There's still more to the at least once deliver story. Some systems will deliver messages out of order, which can really bite. Watch for when this happens in the documentation for a queue technology and either build your system to not care when things arrive, or build it to the strength of the queue tech you choose so messages related to each other will always be in order. Systems can also be built to watch which intended order a message has; for example if you see message #2 it would be implied there was a message #1 even if it has not showed up yet.
These down sides may sound tricky, but in practice they are very painful to work around. It is surprising sometimes how many things are fine being eventually consistent.Using queues helps keep your environment healthy and well balanced when used well, and are critical when building microservices.

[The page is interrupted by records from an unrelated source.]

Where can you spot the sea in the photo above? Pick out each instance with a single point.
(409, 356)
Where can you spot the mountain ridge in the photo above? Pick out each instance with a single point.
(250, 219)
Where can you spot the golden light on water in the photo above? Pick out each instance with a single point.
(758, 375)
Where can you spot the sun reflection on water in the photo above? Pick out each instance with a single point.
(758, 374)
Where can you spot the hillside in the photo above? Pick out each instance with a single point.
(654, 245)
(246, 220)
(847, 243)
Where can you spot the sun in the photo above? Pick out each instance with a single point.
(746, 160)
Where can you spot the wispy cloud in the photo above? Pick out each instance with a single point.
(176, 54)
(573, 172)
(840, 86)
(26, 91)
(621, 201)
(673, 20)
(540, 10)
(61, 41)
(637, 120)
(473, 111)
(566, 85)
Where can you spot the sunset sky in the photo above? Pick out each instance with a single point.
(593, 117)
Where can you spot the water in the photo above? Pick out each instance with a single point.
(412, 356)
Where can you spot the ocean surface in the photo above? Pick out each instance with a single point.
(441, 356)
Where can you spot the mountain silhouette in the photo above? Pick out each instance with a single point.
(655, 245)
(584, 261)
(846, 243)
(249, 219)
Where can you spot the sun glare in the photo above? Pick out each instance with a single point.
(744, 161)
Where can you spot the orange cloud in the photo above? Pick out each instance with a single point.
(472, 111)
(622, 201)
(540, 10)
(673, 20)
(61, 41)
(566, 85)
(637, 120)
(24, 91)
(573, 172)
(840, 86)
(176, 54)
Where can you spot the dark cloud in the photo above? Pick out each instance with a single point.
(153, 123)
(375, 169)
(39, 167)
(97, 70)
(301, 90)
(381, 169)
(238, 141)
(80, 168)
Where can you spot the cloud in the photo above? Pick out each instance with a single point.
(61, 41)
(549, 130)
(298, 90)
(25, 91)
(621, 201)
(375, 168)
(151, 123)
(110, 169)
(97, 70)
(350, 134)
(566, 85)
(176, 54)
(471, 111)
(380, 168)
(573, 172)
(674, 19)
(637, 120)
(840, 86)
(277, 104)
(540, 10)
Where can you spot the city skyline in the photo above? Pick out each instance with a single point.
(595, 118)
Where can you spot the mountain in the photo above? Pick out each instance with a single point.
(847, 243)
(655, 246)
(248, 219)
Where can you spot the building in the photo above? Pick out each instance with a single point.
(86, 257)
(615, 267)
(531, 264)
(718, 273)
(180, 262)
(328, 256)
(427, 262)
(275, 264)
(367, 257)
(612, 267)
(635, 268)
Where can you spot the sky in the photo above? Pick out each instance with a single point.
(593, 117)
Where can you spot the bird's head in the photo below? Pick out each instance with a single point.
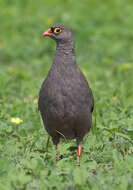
(59, 33)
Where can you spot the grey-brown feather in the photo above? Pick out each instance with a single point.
(65, 99)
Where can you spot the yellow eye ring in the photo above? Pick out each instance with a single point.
(57, 30)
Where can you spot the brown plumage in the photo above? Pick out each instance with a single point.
(65, 99)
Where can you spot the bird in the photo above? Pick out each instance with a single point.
(65, 99)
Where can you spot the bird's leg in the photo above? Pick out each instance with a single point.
(55, 142)
(79, 150)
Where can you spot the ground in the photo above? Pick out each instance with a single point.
(103, 32)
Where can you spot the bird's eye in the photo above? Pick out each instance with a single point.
(57, 30)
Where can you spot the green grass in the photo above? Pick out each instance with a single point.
(103, 33)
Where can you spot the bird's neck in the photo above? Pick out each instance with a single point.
(65, 48)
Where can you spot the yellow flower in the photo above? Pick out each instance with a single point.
(85, 72)
(16, 120)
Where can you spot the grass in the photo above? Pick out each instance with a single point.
(103, 33)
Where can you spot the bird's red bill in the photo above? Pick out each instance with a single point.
(47, 33)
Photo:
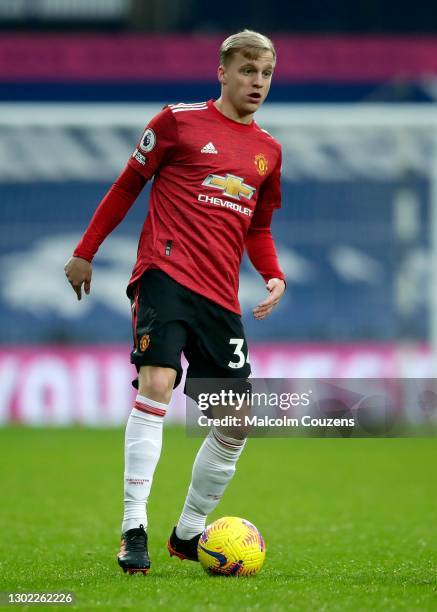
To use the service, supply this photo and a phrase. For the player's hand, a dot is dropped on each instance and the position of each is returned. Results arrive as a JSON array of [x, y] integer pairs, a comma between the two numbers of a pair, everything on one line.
[[276, 288], [79, 272]]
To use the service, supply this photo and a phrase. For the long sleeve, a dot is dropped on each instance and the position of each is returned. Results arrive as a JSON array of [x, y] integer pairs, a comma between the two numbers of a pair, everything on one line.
[[155, 145], [110, 212], [261, 247]]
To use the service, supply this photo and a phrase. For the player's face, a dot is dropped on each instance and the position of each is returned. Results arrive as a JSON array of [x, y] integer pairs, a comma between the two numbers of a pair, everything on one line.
[[246, 82]]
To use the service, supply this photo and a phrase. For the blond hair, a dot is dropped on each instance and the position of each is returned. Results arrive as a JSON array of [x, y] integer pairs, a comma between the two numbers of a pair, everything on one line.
[[250, 43]]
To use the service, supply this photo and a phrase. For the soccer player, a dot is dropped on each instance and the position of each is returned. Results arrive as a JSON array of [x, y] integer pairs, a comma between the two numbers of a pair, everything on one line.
[[216, 185]]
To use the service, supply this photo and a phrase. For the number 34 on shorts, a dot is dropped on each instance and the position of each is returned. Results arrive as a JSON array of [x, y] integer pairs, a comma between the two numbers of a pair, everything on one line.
[[240, 359]]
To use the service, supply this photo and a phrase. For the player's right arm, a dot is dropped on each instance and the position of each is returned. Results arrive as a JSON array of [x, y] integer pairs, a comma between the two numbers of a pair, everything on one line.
[[155, 145]]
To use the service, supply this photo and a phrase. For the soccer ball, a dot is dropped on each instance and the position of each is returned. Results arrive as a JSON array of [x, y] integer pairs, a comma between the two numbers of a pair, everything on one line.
[[231, 546]]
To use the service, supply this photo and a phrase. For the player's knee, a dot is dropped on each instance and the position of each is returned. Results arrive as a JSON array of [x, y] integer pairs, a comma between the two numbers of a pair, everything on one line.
[[156, 383]]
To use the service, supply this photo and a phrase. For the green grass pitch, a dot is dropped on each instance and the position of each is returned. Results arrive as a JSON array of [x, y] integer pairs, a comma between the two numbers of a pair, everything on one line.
[[349, 524]]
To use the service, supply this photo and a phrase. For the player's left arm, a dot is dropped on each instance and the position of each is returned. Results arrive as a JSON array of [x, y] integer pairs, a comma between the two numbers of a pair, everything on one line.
[[260, 245]]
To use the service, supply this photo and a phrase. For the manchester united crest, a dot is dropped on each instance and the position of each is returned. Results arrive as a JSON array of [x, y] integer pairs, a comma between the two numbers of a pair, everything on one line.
[[144, 342], [261, 163]]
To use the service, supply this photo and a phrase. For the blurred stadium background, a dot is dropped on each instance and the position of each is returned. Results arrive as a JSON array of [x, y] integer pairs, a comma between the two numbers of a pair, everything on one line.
[[355, 113]]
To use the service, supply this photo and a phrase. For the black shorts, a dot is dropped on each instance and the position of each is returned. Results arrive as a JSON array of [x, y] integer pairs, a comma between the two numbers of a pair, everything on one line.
[[169, 319]]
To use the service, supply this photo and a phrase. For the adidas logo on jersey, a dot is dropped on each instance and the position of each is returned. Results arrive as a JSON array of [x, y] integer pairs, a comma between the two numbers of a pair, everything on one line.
[[209, 148]]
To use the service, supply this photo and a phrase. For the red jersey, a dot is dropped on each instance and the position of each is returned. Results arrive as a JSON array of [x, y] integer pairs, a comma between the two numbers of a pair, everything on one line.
[[210, 173]]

Let's dive into another scenario involving an HTTP Rest Api that is hammered with requests to create cat recognition models that are expensive for us to compute. We have a choice to queue these creation requests after tagging them with an id, and simply return the id right away. Keep in mind the consumer may turn around and ask to use their cat model before it is created then, and we would need to respond that it is still in progress . That's more REST design than anything, but see how queues help us seem nice and snappy here?

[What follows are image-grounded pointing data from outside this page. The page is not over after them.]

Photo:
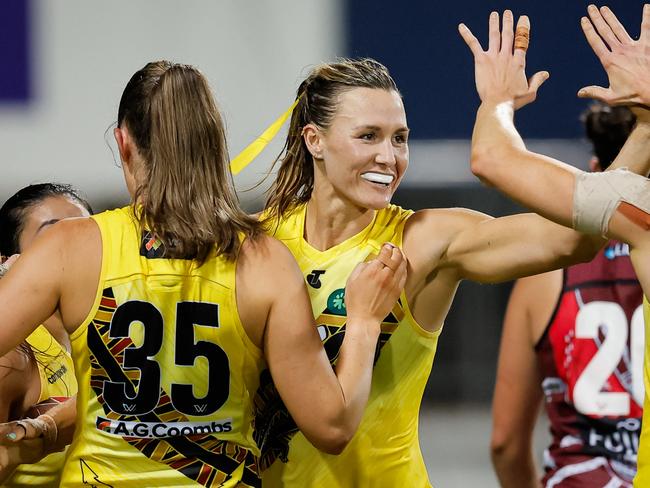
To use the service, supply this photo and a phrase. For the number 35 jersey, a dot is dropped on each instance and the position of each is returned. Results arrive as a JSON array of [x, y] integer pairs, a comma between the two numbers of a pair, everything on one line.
[[591, 359], [166, 372]]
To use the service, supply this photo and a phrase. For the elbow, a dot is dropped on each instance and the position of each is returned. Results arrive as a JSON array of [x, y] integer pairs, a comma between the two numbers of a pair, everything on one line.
[[485, 161], [582, 249]]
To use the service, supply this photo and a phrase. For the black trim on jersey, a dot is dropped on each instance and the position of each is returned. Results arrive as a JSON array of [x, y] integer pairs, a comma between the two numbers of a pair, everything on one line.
[[587, 284], [190, 449], [556, 309]]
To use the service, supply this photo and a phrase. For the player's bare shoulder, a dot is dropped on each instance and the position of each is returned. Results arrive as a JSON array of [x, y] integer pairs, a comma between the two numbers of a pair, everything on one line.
[[437, 227]]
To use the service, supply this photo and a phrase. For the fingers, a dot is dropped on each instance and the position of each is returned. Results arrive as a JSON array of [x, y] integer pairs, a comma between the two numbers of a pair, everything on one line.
[[594, 40], [617, 28], [537, 80], [507, 34], [14, 432], [522, 34], [470, 40], [645, 24], [390, 256], [596, 93], [494, 42], [601, 26]]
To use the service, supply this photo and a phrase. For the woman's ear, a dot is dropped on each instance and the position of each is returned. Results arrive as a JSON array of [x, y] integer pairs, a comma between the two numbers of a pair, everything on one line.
[[123, 144], [313, 140]]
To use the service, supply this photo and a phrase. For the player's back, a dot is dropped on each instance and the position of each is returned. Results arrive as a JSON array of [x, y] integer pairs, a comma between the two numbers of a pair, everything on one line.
[[591, 358], [165, 369]]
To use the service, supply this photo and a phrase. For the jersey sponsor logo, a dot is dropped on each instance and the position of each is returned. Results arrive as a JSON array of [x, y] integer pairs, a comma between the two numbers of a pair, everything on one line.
[[618, 250], [622, 443], [313, 278], [135, 376], [160, 430], [336, 302], [151, 247], [57, 375]]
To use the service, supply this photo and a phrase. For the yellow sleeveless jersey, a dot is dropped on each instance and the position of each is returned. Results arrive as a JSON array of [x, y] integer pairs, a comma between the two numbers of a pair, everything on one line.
[[385, 451], [58, 383], [642, 478], [165, 369]]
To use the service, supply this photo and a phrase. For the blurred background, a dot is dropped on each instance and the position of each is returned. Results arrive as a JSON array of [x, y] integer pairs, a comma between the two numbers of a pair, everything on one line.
[[63, 66]]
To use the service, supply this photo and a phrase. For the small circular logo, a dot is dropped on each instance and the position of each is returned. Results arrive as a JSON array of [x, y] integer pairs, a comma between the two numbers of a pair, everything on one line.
[[336, 302]]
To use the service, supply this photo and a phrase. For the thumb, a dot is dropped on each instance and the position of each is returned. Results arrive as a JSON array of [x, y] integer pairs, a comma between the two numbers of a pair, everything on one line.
[[595, 92], [13, 432]]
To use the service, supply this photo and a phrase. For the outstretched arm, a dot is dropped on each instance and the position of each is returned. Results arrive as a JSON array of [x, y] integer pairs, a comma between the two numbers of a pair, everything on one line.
[[626, 61], [500, 158]]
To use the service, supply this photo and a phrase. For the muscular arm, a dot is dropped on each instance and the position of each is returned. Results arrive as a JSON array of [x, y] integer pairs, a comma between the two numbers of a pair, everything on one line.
[[541, 183], [517, 393]]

They also help us distribute the labor. Our cat recognition models are premium, but what if our machines can only process one model at a time? We can configure our events to be delivered evenly across the workers and in a one at a time fashion.
If a third logging and telemetry system also wanted to hear about these messages, they could subscribe to the published create-a-cat-model events. Configuring an event to be delivered to multiple types of clients can be done with routing or what is called fanout configuration of some form.
So what are some queueing technologies? There are a great many. A popular and mature one I like is RabbitMQ, but NATS is a newer supposedly faster kid on the street which has a cool graph here which also shows lots of other queue tech. Azure and AWS also provide dedicated queuing technologies which can be very robust.
Queues can make a tremendous difference where it counts and should not be underestimated as a simple solution to what seems like an overwhelming problem. Notheless be careful when brandishing asynchronous technology. Race conditions will eventually show up to eat your lunch, if they do try looking at something like hash based routing to help avoid distributed locks which can be difficult to keep honest.